CRT 2022: SURPASS registry shows low rate of adverse events associated with Watchman FLX

Samir Kapadia presents SURPASS data at CRT 2022

Results from a new analysis assessing real-world outcomes with the Watchman FLX (Boston Scientific) left atrial appendage closure (LAAC) demonstrated a low rate of major adverse events at seven days following the procedure.

The SURPASS analysis, which included data from more than 16,000 patients with non-valvular atrial fibrillation (AF) within the National Cardiovascular Data Registry (NCDR) were presented during a late-breaking trial session at CRT 2022 (26 February – 1 March, Washington DC) by Samir Kapadia (Cleveland Clinic, Cleveland, USA).

The data demonstrated a 0.37% rate of major adverse events at seven days following Watchman FLX implant or the time of hospital discharge, whichever was later. This safety endpoint was defined as a composite of all-cause death, ischaemic stroke, systemic embolism or device/procedure-related events requiring open cardiac surgery or major endovascular intervention.

Additional outcomes measured at the 45-day follow up after a Watchman FLX implant included a 0.51% rate of pericardial effusion requiring either surgical or percutaneous intervention, with only 0.03% of patients requiring cardiac surgery.
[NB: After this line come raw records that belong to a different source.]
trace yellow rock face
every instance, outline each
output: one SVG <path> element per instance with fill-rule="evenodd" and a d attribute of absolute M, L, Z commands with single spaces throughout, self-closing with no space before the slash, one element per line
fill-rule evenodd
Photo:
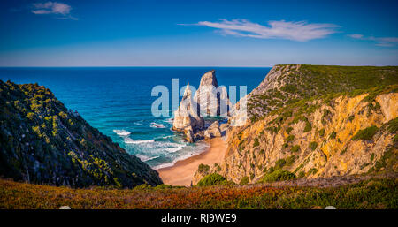
<path fill-rule="evenodd" d="M 368 172 L 386 152 L 396 153 L 396 144 L 393 142 L 396 132 L 386 128 L 390 120 L 398 117 L 398 93 L 379 95 L 371 103 L 363 102 L 367 95 L 340 96 L 334 99 L 333 106 L 315 101 L 321 104 L 315 112 L 306 115 L 311 125 L 311 130 L 306 132 L 305 122 L 292 123 L 295 114 L 280 125 L 277 132 L 266 129 L 273 125 L 272 120 L 276 116 L 232 128 L 228 132 L 228 153 L 218 172 L 236 183 L 245 176 L 256 182 L 264 175 L 264 169 L 275 167 L 282 159 L 286 162 L 283 169 L 305 178 Z M 327 120 L 323 117 L 324 110 L 331 112 Z M 287 133 L 289 126 L 293 130 Z M 379 129 L 371 140 L 353 140 L 360 130 L 371 126 Z M 319 132 L 321 130 L 324 135 Z M 294 140 L 287 141 L 291 136 Z M 259 145 L 255 145 L 255 139 Z M 295 146 L 299 146 L 299 149 L 295 149 Z M 292 156 L 295 161 L 287 163 Z M 396 164 L 394 166 L 398 169 Z"/>

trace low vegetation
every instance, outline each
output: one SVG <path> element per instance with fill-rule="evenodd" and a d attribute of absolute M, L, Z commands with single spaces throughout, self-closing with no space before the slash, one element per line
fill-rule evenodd
<path fill-rule="evenodd" d="M 359 130 L 356 135 L 352 137 L 352 140 L 371 140 L 373 136 L 378 132 L 379 128 L 377 126 L 371 126 L 365 129 Z"/>
<path fill-rule="evenodd" d="M 271 183 L 276 181 L 290 180 L 294 178 L 295 178 L 295 174 L 285 170 L 278 170 L 272 173 L 265 174 L 259 182 Z"/>
<path fill-rule="evenodd" d="M 0 208 L 398 208 L 398 179 L 336 187 L 217 185 L 193 188 L 71 189 L 0 180 Z"/>

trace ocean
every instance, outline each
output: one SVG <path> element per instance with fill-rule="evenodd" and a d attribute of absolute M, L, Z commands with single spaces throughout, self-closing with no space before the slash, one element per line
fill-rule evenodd
<path fill-rule="evenodd" d="M 171 91 L 189 82 L 198 88 L 201 77 L 216 70 L 218 85 L 256 87 L 271 68 L 235 67 L 34 67 L 0 68 L 0 79 L 17 84 L 38 83 L 50 88 L 68 109 L 77 110 L 93 127 L 110 136 L 128 153 L 154 169 L 200 154 L 207 144 L 189 144 L 172 132 L 172 117 L 151 114 L 157 85 Z M 169 95 L 171 98 L 171 95 Z M 180 97 L 180 100 L 181 97 Z M 239 97 L 237 97 L 239 100 Z M 170 101 L 170 106 L 171 106 Z M 171 110 L 170 112 L 174 110 Z"/>

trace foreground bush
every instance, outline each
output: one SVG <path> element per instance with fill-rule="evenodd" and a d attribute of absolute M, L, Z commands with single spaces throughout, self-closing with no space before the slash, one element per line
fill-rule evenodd
<path fill-rule="evenodd" d="M 273 171 L 272 173 L 264 176 L 263 178 L 260 180 L 260 182 L 270 183 L 281 180 L 289 180 L 294 178 L 295 178 L 295 174 L 285 170 L 278 170 L 276 171 Z"/>

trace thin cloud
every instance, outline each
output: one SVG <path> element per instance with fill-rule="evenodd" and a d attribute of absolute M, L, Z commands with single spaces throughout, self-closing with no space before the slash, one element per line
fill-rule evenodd
<path fill-rule="evenodd" d="M 180 24 L 186 25 L 187 24 Z M 309 24 L 305 21 L 269 21 L 268 26 L 252 23 L 247 19 L 220 19 L 219 22 L 200 21 L 195 26 L 220 29 L 225 35 L 235 35 L 257 39 L 286 39 L 307 42 L 325 38 L 336 33 L 339 26 L 333 24 Z"/>
<path fill-rule="evenodd" d="M 77 19 L 71 16 L 72 7 L 66 4 L 57 3 L 57 2 L 46 2 L 46 3 L 37 3 L 32 4 L 33 10 L 31 11 L 34 14 L 56 14 L 61 15 L 57 19 Z"/>
<path fill-rule="evenodd" d="M 394 47 L 398 44 L 398 37 L 365 37 L 361 34 L 348 34 L 348 36 L 353 39 L 375 42 L 375 45 L 379 47 Z"/>

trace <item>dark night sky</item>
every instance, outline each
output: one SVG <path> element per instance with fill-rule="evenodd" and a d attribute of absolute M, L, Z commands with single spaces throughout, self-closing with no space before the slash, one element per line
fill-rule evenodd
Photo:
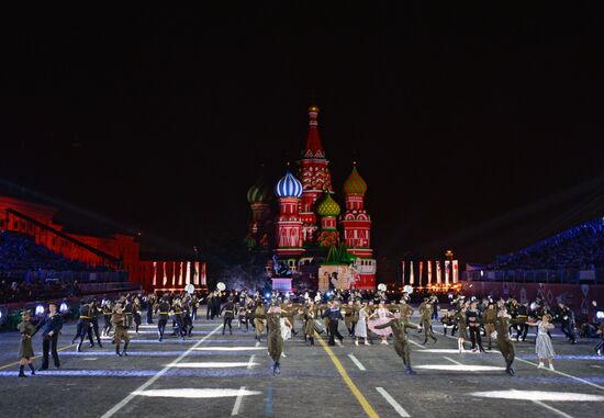
<path fill-rule="evenodd" d="M 604 213 L 590 4 L 4 13 L 0 178 L 186 248 L 243 238 L 246 190 L 299 157 L 314 89 L 379 257 L 490 261 Z"/>

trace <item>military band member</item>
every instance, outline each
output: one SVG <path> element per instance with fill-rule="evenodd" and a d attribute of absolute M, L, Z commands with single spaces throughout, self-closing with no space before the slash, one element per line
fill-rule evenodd
<path fill-rule="evenodd" d="M 42 366 L 38 370 L 48 369 L 48 351 L 53 353 L 55 366 L 60 368 L 60 361 L 57 353 L 57 341 L 60 329 L 63 328 L 63 316 L 57 313 L 57 305 L 54 302 L 48 304 L 48 314 L 43 320 L 37 323 L 35 332 L 42 329 Z M 34 334 L 35 334 L 34 332 Z"/>
<path fill-rule="evenodd" d="M 511 376 L 514 375 L 512 363 L 516 357 L 514 342 L 510 339 L 510 326 L 513 324 L 512 316 L 507 313 L 505 305 L 501 305 L 497 310 L 497 319 L 495 320 L 495 329 L 497 331 L 497 347 L 505 360 L 505 372 Z"/>
<path fill-rule="evenodd" d="M 19 377 L 26 377 L 24 372 L 25 364 L 32 371 L 32 376 L 35 374 L 35 369 L 32 364 L 32 358 L 35 355 L 32 347 L 32 337 L 35 334 L 35 327 L 32 324 L 30 310 L 23 310 L 21 319 L 21 323 L 16 326 L 16 329 L 21 334 L 21 343 L 19 344 Z"/>
<path fill-rule="evenodd" d="M 115 354 L 120 357 L 127 355 L 127 346 L 130 343 L 130 336 L 127 335 L 128 326 L 127 318 L 124 315 L 124 309 L 121 304 L 115 305 L 115 312 L 111 316 L 111 324 L 115 327 L 115 334 L 113 335 Z M 124 351 L 120 352 L 122 340 L 124 341 Z"/>
<path fill-rule="evenodd" d="M 168 325 L 168 319 L 170 317 L 170 303 L 166 296 L 161 297 L 157 304 L 156 313 L 159 315 L 157 320 L 157 336 L 159 341 L 164 339 L 164 332 L 166 331 L 166 326 Z"/>
<path fill-rule="evenodd" d="M 432 338 L 435 343 L 437 341 L 436 337 L 434 336 L 434 332 L 432 331 L 432 324 L 430 324 L 433 303 L 434 303 L 433 300 L 426 301 L 424 305 L 424 309 L 420 310 L 422 315 L 422 328 L 424 328 L 424 344 L 428 342 L 428 337 Z"/>
<path fill-rule="evenodd" d="M 83 337 L 88 336 L 88 339 L 90 340 L 90 347 L 94 347 L 94 342 L 92 341 L 92 323 L 90 321 L 90 318 L 92 317 L 92 303 L 87 303 L 87 301 L 82 300 L 80 304 L 80 316 L 78 319 L 78 327 L 76 330 L 76 336 L 71 340 L 71 343 L 75 343 L 76 340 L 79 338 L 80 341 L 78 342 L 77 351 L 81 352 L 81 344 L 83 342 Z"/>
<path fill-rule="evenodd" d="M 256 328 L 256 339 L 261 342 L 262 332 L 265 331 L 265 306 L 260 300 L 257 301 L 256 309 L 254 310 L 254 327 Z"/>
<path fill-rule="evenodd" d="M 432 316 L 432 310 L 427 310 L 428 315 Z M 409 341 L 405 337 L 405 329 L 406 328 L 416 328 L 420 329 L 420 325 L 406 323 L 403 320 L 403 318 L 394 318 L 387 324 L 376 325 L 376 328 L 382 329 L 382 328 L 389 328 L 392 330 L 392 338 L 394 340 L 394 350 L 396 351 L 396 354 L 401 359 L 403 359 L 403 364 L 405 365 L 405 373 L 406 374 L 415 374 L 413 369 L 411 369 L 411 347 L 409 344 Z M 425 327 L 425 325 L 424 325 Z"/>
<path fill-rule="evenodd" d="M 222 335 L 224 336 L 224 331 L 226 330 L 226 326 L 228 325 L 228 334 L 233 335 L 233 318 L 235 318 L 235 304 L 233 303 L 233 300 L 230 297 L 224 306 L 221 309 L 221 314 L 224 312 L 224 319 L 222 324 Z"/>
<path fill-rule="evenodd" d="M 495 310 L 495 304 L 489 303 L 486 309 L 482 314 L 484 321 L 484 334 L 486 334 L 486 340 L 489 341 L 488 349 L 492 350 L 493 332 L 495 332 L 495 321 L 497 320 L 497 312 Z"/>

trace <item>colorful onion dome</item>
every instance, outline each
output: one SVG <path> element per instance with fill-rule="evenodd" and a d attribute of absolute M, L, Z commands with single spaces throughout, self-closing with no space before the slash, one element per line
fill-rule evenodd
<path fill-rule="evenodd" d="M 344 183 L 344 194 L 347 196 L 357 195 L 363 196 L 367 193 L 367 183 L 362 180 L 359 172 L 357 171 L 357 165 L 353 166 L 353 172 L 346 179 Z"/>
<path fill-rule="evenodd" d="M 325 193 L 325 197 L 321 201 L 316 207 L 316 213 L 318 216 L 333 216 L 336 217 L 339 215 L 340 208 L 336 201 L 332 197 L 331 193 Z"/>
<path fill-rule="evenodd" d="M 247 201 L 249 203 L 266 203 L 270 201 L 270 187 L 265 182 L 264 177 L 259 177 L 247 191 Z"/>
<path fill-rule="evenodd" d="M 302 183 L 288 169 L 286 176 L 275 187 L 277 197 L 300 197 L 302 195 Z"/>

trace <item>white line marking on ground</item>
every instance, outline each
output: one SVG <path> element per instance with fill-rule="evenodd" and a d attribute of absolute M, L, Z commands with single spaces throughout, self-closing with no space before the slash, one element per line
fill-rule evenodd
<path fill-rule="evenodd" d="M 235 399 L 235 405 L 233 405 L 233 410 L 231 411 L 231 416 L 235 416 L 239 414 L 239 408 L 242 407 L 242 400 L 244 398 L 243 394 L 245 391 L 245 386 L 242 386 L 239 388 L 239 394 L 237 395 L 237 399 Z"/>
<path fill-rule="evenodd" d="M 167 366 L 165 366 L 164 369 L 161 369 L 159 372 L 157 372 L 157 374 L 153 377 L 150 377 L 148 381 L 146 381 L 145 383 L 143 383 L 139 387 L 137 387 L 136 389 L 134 389 L 134 392 L 132 392 L 130 395 L 127 395 L 125 398 L 123 398 L 119 404 L 116 404 L 113 408 L 111 408 L 110 410 L 108 410 L 107 413 L 104 413 L 101 418 L 110 418 L 112 417 L 115 413 L 118 413 L 120 409 L 122 409 L 124 406 L 126 406 L 132 399 L 134 399 L 134 397 L 136 396 L 137 393 L 139 392 L 143 392 L 145 391 L 147 387 L 149 387 L 150 385 L 153 385 L 155 383 L 155 381 L 157 381 L 159 377 L 161 377 L 164 374 L 166 374 L 166 372 L 168 370 L 170 370 L 176 363 L 178 363 L 180 360 L 184 359 L 187 355 L 189 355 L 189 353 L 191 351 L 193 351 L 197 347 L 201 346 L 203 343 L 203 341 L 205 341 L 206 339 L 209 339 L 210 337 L 212 337 L 219 329 L 222 328 L 222 325 L 219 325 L 216 328 L 214 328 L 209 335 L 206 335 L 205 337 L 203 337 L 201 340 L 199 340 L 194 346 L 190 347 L 187 351 L 184 351 L 182 354 L 180 354 L 180 357 L 178 357 L 175 361 L 172 361 L 170 364 L 168 364 Z"/>
<path fill-rule="evenodd" d="M 355 365 L 357 368 L 359 368 L 359 370 L 361 370 L 363 372 L 367 371 L 367 369 L 365 369 L 365 365 L 362 365 L 361 362 L 358 361 L 358 359 L 356 357 L 354 357 L 353 354 L 348 354 L 348 357 L 350 358 L 350 360 L 353 360 L 353 363 L 355 363 Z"/>
<path fill-rule="evenodd" d="M 518 358 L 516 358 L 516 360 L 519 361 L 519 362 L 526 363 L 526 364 L 532 364 L 532 365 L 535 365 L 535 366 L 538 365 L 537 363 L 534 363 L 534 362 L 528 361 L 528 360 L 518 359 Z M 560 371 L 558 371 L 558 370 L 549 370 L 549 369 L 544 369 L 544 370 L 547 371 L 547 372 L 551 372 L 551 373 L 559 374 L 559 375 L 561 375 L 561 376 L 564 376 L 564 377 L 573 379 L 573 380 L 575 380 L 575 381 L 578 381 L 578 382 L 581 382 L 581 383 L 584 383 L 584 384 L 586 384 L 586 385 L 590 385 L 590 386 L 593 386 L 593 387 L 597 387 L 597 388 L 601 389 L 601 391 L 604 391 L 604 386 L 597 385 L 597 384 L 592 383 L 592 382 L 590 382 L 590 381 L 585 381 L 584 379 L 581 379 L 581 377 L 573 376 L 572 374 L 568 374 L 568 373 L 564 373 L 564 372 L 560 372 Z"/>
<path fill-rule="evenodd" d="M 394 398 L 390 396 L 390 394 L 385 392 L 383 387 L 376 387 L 376 389 L 380 393 L 380 395 L 383 396 L 385 402 L 388 402 L 394 408 L 394 410 L 399 413 L 401 417 L 411 417 L 411 415 L 409 415 L 409 413 L 396 400 L 394 400 Z"/>
<path fill-rule="evenodd" d="M 260 346 L 260 342 L 256 341 L 256 347 L 259 347 L 259 346 Z M 256 358 L 256 354 L 251 354 L 249 357 L 249 361 L 247 362 L 247 370 L 253 369 L 254 365 L 256 364 L 254 362 L 255 358 Z M 232 417 L 235 416 L 235 415 L 239 415 L 239 409 L 242 408 L 242 402 L 244 399 L 244 397 L 243 397 L 244 391 L 245 391 L 245 386 L 242 386 L 239 388 L 239 394 L 237 395 L 237 398 L 235 399 L 235 405 L 233 405 L 233 410 L 231 411 Z"/>
<path fill-rule="evenodd" d="M 547 405 L 547 404 L 544 404 L 544 403 L 540 402 L 540 400 L 532 400 L 532 403 L 537 404 L 537 405 L 539 405 L 539 406 L 543 406 L 544 408 L 549 409 L 549 410 L 551 410 L 552 413 L 558 414 L 560 417 L 572 418 L 572 415 L 568 415 L 568 414 L 566 414 L 566 413 L 562 413 L 560 409 L 556 409 L 555 407 L 549 406 L 549 405 Z"/>
<path fill-rule="evenodd" d="M 461 363 L 460 363 L 459 361 L 457 361 L 457 360 L 451 359 L 450 357 L 443 355 L 443 359 L 446 359 L 446 360 L 448 360 L 448 361 L 450 361 L 451 363 L 455 363 L 455 364 L 457 364 L 457 365 L 466 365 L 466 364 L 461 364 Z"/>

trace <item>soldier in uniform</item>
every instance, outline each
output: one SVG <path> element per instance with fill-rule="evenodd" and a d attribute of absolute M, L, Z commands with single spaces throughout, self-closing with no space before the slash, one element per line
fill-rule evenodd
<path fill-rule="evenodd" d="M 94 342 L 92 341 L 92 332 L 90 330 L 90 328 L 92 327 L 92 324 L 90 323 L 91 316 L 92 316 L 91 303 L 87 303 L 87 301 L 82 300 L 80 304 L 80 316 L 78 319 L 78 328 L 76 330 L 76 336 L 71 340 L 71 343 L 75 343 L 78 338 L 80 339 L 80 342 L 78 342 L 78 348 L 77 348 L 78 352 L 81 352 L 81 344 L 83 342 L 85 336 L 88 336 L 88 339 L 90 340 L 90 347 L 94 347 Z"/>
<path fill-rule="evenodd" d="M 115 327 L 115 334 L 113 340 L 115 341 L 115 354 L 122 357 L 127 355 L 127 346 L 130 343 L 130 336 L 127 335 L 128 326 L 127 318 L 124 315 L 124 310 L 121 304 L 115 305 L 115 312 L 111 316 L 111 324 Z M 124 351 L 120 352 L 120 344 L 124 341 Z"/>
<path fill-rule="evenodd" d="M 467 318 L 466 318 L 466 310 L 467 310 L 467 304 L 463 303 L 460 307 L 460 309 L 455 314 L 455 320 L 458 326 L 458 336 L 457 336 L 457 348 L 459 349 L 459 352 L 465 352 L 466 348 L 463 347 L 463 342 L 468 339 L 468 335 L 466 332 L 466 328 L 468 327 Z M 452 332 L 451 332 L 452 336 Z"/>
<path fill-rule="evenodd" d="M 281 317 L 292 317 L 295 313 L 283 313 L 279 302 L 275 301 L 267 314 L 256 315 L 257 318 L 266 319 L 268 326 L 268 353 L 272 359 L 272 374 L 281 373 L 281 353 L 283 352 L 283 337 L 281 336 Z"/>
<path fill-rule="evenodd" d="M 355 315 L 355 304 L 353 301 L 348 301 L 348 305 L 342 309 L 344 314 L 344 325 L 348 330 L 348 336 L 353 337 L 353 317 Z"/>
<path fill-rule="evenodd" d="M 187 330 L 184 329 L 184 324 L 182 320 L 182 302 L 180 301 L 180 297 L 175 298 L 175 302 L 172 303 L 172 319 L 175 324 L 174 335 L 178 332 L 178 335 L 180 335 L 180 338 L 184 338 L 184 336 L 187 335 Z"/>
<path fill-rule="evenodd" d="M 101 309 L 104 318 L 104 326 L 101 335 L 104 337 L 109 337 L 109 332 L 111 332 L 111 328 L 112 328 L 111 314 L 113 313 L 113 306 L 111 306 L 111 301 L 109 300 L 103 301 L 101 305 Z"/>
<path fill-rule="evenodd" d="M 99 315 L 101 315 L 103 312 L 102 309 L 99 307 L 99 303 L 97 302 L 97 300 L 92 300 L 92 302 L 90 303 L 90 325 L 91 325 L 91 328 L 94 332 L 94 337 L 97 337 L 97 342 L 99 343 L 99 347 L 100 348 L 103 348 L 103 344 L 101 343 L 101 336 L 99 335 Z M 89 334 L 91 334 L 91 331 L 89 330 Z"/>
<path fill-rule="evenodd" d="M 152 293 L 149 297 L 147 297 L 147 325 L 153 324 L 153 309 L 155 307 L 155 293 Z"/>
<path fill-rule="evenodd" d="M 432 315 L 432 312 L 429 309 L 427 309 L 426 312 L 428 313 L 427 315 Z M 376 325 L 376 328 L 378 329 L 389 328 L 389 327 L 392 330 L 392 338 L 394 340 L 394 350 L 396 351 L 396 354 L 399 354 L 399 357 L 403 359 L 403 363 L 405 365 L 405 373 L 415 374 L 413 369 L 411 369 L 411 358 L 410 358 L 411 348 L 405 337 L 405 329 L 406 328 L 420 329 L 421 328 L 420 325 L 407 323 L 402 317 L 394 318 L 387 324 Z M 424 328 L 425 328 L 425 325 L 424 325 Z"/>
<path fill-rule="evenodd" d="M 316 319 L 316 309 L 314 307 L 314 303 L 311 300 L 309 300 L 309 303 L 304 308 L 303 318 L 304 318 L 304 341 L 306 341 L 307 339 L 311 342 L 311 346 L 314 346 L 314 336 L 315 336 L 314 321 Z"/>
<path fill-rule="evenodd" d="M 424 328 L 424 344 L 428 342 L 428 337 L 434 340 L 436 343 L 436 337 L 434 336 L 434 332 L 432 331 L 432 307 L 433 301 L 428 300 L 425 302 L 424 309 L 421 309 L 420 313 L 422 314 L 422 328 Z M 404 331 L 404 329 L 403 329 Z"/>
<path fill-rule="evenodd" d="M 488 350 L 492 350 L 492 335 L 495 331 L 495 321 L 497 320 L 497 312 L 495 310 L 495 304 L 489 303 L 486 309 L 482 314 L 484 321 L 484 334 L 486 334 L 486 340 L 489 341 Z"/>
<path fill-rule="evenodd" d="M 138 327 L 143 321 L 143 318 L 141 318 L 141 300 L 136 296 L 132 302 L 132 318 L 134 320 L 134 329 L 136 330 L 136 334 L 138 334 Z"/>
<path fill-rule="evenodd" d="M 42 329 L 42 366 L 38 370 L 48 369 L 48 351 L 53 353 L 55 366 L 60 368 L 57 353 L 57 341 L 60 329 L 63 328 L 63 316 L 57 313 L 57 305 L 54 302 L 48 304 L 48 315 L 37 323 L 35 332 Z M 34 332 L 34 334 L 35 334 Z"/>
<path fill-rule="evenodd" d="M 32 347 L 32 337 L 35 334 L 35 327 L 31 321 L 30 310 L 23 310 L 21 314 L 21 323 L 16 326 L 16 329 L 21 334 L 21 343 L 19 344 L 19 377 L 26 377 L 24 369 L 25 364 L 32 371 L 32 376 L 35 374 L 34 365 L 32 364 L 32 358 L 34 349 Z"/>
<path fill-rule="evenodd" d="M 164 339 L 164 332 L 166 331 L 166 325 L 168 325 L 168 319 L 170 317 L 170 303 L 168 297 L 164 296 L 157 304 L 156 313 L 159 314 L 159 319 L 157 320 L 157 336 L 159 341 Z"/>
<path fill-rule="evenodd" d="M 257 300 L 256 309 L 254 310 L 254 327 L 256 328 L 256 339 L 261 342 L 262 332 L 265 331 L 265 323 L 262 317 L 265 316 L 265 306 L 262 301 Z"/>
<path fill-rule="evenodd" d="M 224 304 L 224 306 L 221 309 L 221 314 L 224 312 L 224 319 L 222 323 L 222 335 L 224 336 L 224 331 L 226 330 L 226 325 L 228 325 L 228 334 L 233 335 L 233 318 L 235 318 L 235 304 L 233 303 L 233 298 L 228 297 L 228 301 Z"/>
<path fill-rule="evenodd" d="M 497 347 L 505 360 L 505 372 L 511 376 L 514 375 L 512 363 L 516 357 L 514 342 L 510 339 L 510 326 L 512 325 L 512 316 L 507 313 L 505 305 L 501 305 L 497 310 L 497 319 L 495 320 L 495 329 L 497 331 Z"/>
“This analysis includes the largest number of real-world Watchman FLX patients to date and provides evidence that this stroke reduction therapy is associated with a low incidence of adverse events and peri-device leak through 45 days,” said Kapadia. “SURPASS represents the experience of more than 2,000 physicians using this therapy in routine clinical practice.”

In the analysis, the WATCHMAN FLX device was successfully implanted in 97.6% of patients, and data also demonstrated low rates of ischaemic stroke (0.28%) and device embolization (0.03%) in patients at 45 days.

The SURPASS study is ongoing and will continue to collect outcomes through at least two years post-implant on all patients in the NCDR-LAAO Registry treated with Watchman FLX between August 2020 and August 2022. The key effectiveness endpoint of occurrence of ischaemic stroke or systemic embolism will be evaluated after 24 months.

“The strong safety and efficacy profile of the Watchman FLX device demonstrated in the SURPASS analysis reinforces many of the safety and effectiveness results seen in the pivotal PINNACLE FLX trial, while representing a high-risk, real-world patient population and wide variety of patient anatomies,” said Ian Meredith, global chief medical officer, Boston Scientific. “We look forward to further analyses from this large, representative study of patients with NVAF treated by physicians with a broad range of implanting experience.”